Among the many investigations into Trump’s alleged misconduct — political, financial, ethical, etc. — the New York attorney general’s inquiry into the Trump Organization’s relationship with Deutsche Bank could be the most embarrassing for the president, as it may reveal just how he conducts his business, and how much he is really worth. A taste of that potential revelation came on Monday evening, when the New York Times published a comprehensive report on Trump’s relationship with Deutsche Bank, which loaned Trump a reported $2 billion over two decades.
Around 2004, shortly after the Trump Organization defaulted on hundreds of millions in bonds, Trump reportedly went to Deutsche’s commercial real estate unit in pursuit of a loan to build the 92-story Trump International Hotel and Tower in Chicago — but not before the bank realized that Trump, on paper, was not who he said he was:
Mr.

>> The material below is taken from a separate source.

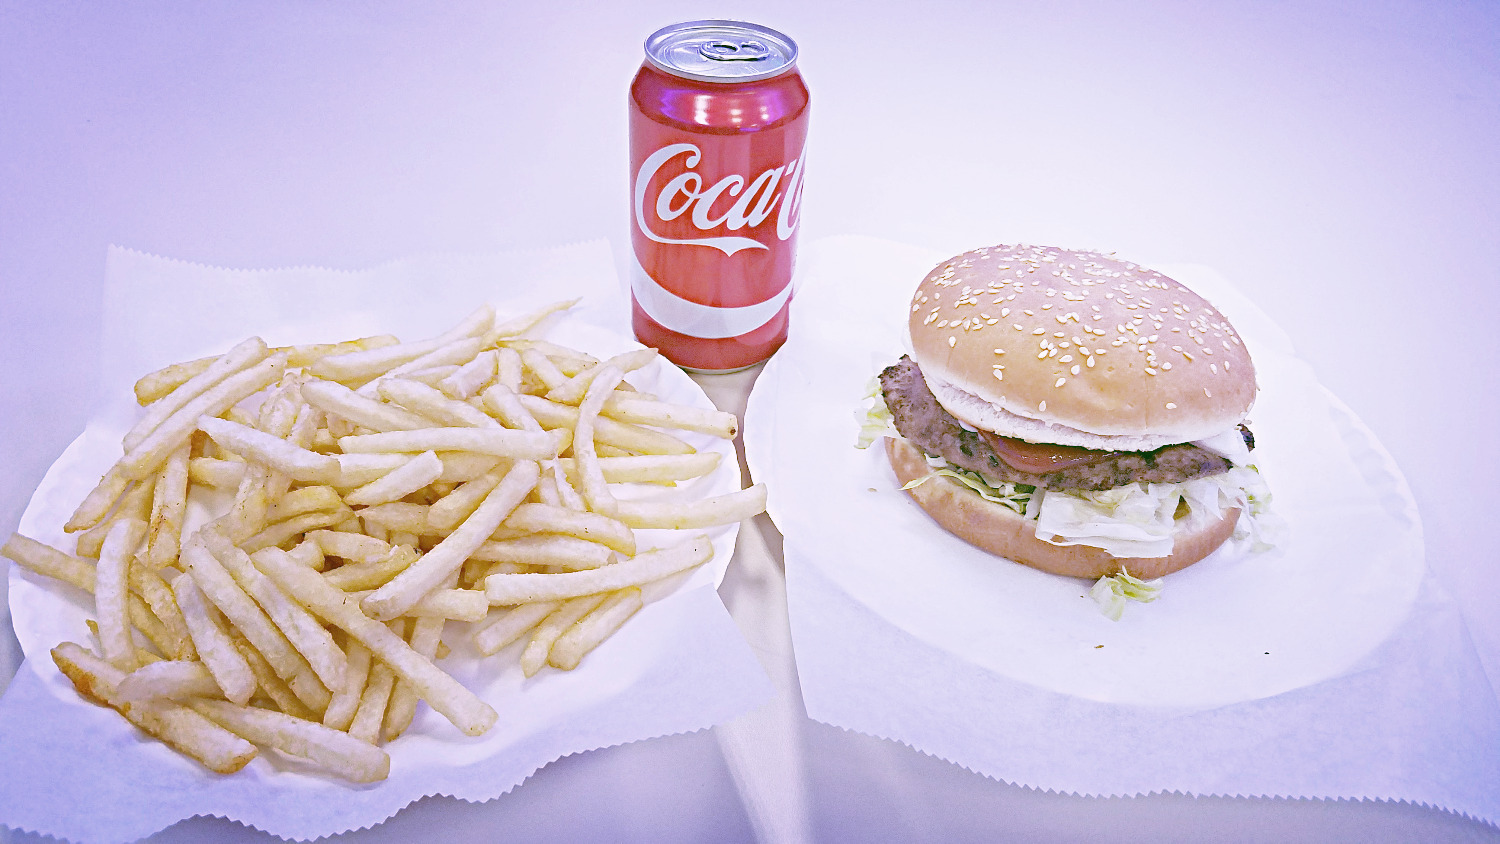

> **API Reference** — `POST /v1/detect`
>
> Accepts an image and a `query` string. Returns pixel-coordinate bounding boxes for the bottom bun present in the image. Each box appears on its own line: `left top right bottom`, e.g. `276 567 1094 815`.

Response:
885 437 1239 580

Trump told Deutsche Bank his net worth was about $3 billion, but when bank employees reviewed his finances, they concluded he was worth about $788 million, according to documents produced during a lawsuit Mr. Trump brought against the former New York Times journalist Timothy O’Brien. And a senior investment-banking executive said in an interview that he and others cautioned that Mr. Trump should be avoided because he had worked with people in the construction industry connected to organized crime.
That revelation — Donald Trump was not a billionaire when The Apprentice began — has been public since at least 2009. But a pattern emerged in the Times’ interviews with more than 20 Deutsche Bank officials: Unconcerned by the real estate mogul’s obvious risk, the bank kept lending to Trump, even after he defaulted on loans and exaggerated his net worth.
In 2010, Trump looked to Deutsche for a loan to purchase the $100 million Doral Golf Resort outside of Miami. Two of the bank’s former executives claim that, in his 2010 loan application, Trump overvalued some of his real estate assets by as much as 70 percent. Four years later, when Trump hoped to purchase the Buffalo Bills, the NFL required that he prove he had the assets to pull off the billion-dollar deal. Trump then sent Deutsche Bank “bare-bones financial statements that estimated his net worth at $8.7 billion.”
In February, Michael Cohen testified that Trump had inflated his assets in the attempt to purchase the Bills. Deutsche executives came to a similar conclusion; still, an executive involved with the deal claims the bank vouched for Trump anyway.
To add a touch of color, the report also contains a fun detail about the president’s notorious stinginess. In 2003, Trump reportedly dangled a Mar-a-Lago trip in front of Deutsche’s bond salesmen, only to attempt to reel the offer back in once the deal was completed:
According to a Deutsche Bank executive who heard the remarks, Mr. Trump gave a pep talk. “Fellas, I know this isn’t the easiest thing you’ve had to sell,” the executive recalled Mr. Trump saying. “But if you get this done, you’ll all be my guests at Mar-a-Lago,” his private club in Palm Beach, Fla.
The sales team managed to sell hundreds of millions of dollars worth of bonds. Mr. Trump was pleased with the results when a Deutsche Bank executive called, according to a person who heard the conversation.
“Don’t forget what you promised our guys,” the executive reminded him.
Mr. Trump said he did not remember and that he doubted the salesmen actually expected to be taken to Mar-a-Lago.
“That’s all they’ve talked about the past week,” the executive replied.
Mr. Trump ultimately flew about 15 salesmen to Florida on his Boeing 727. They spent a weekend golfing with Mr. Trump, two participants said.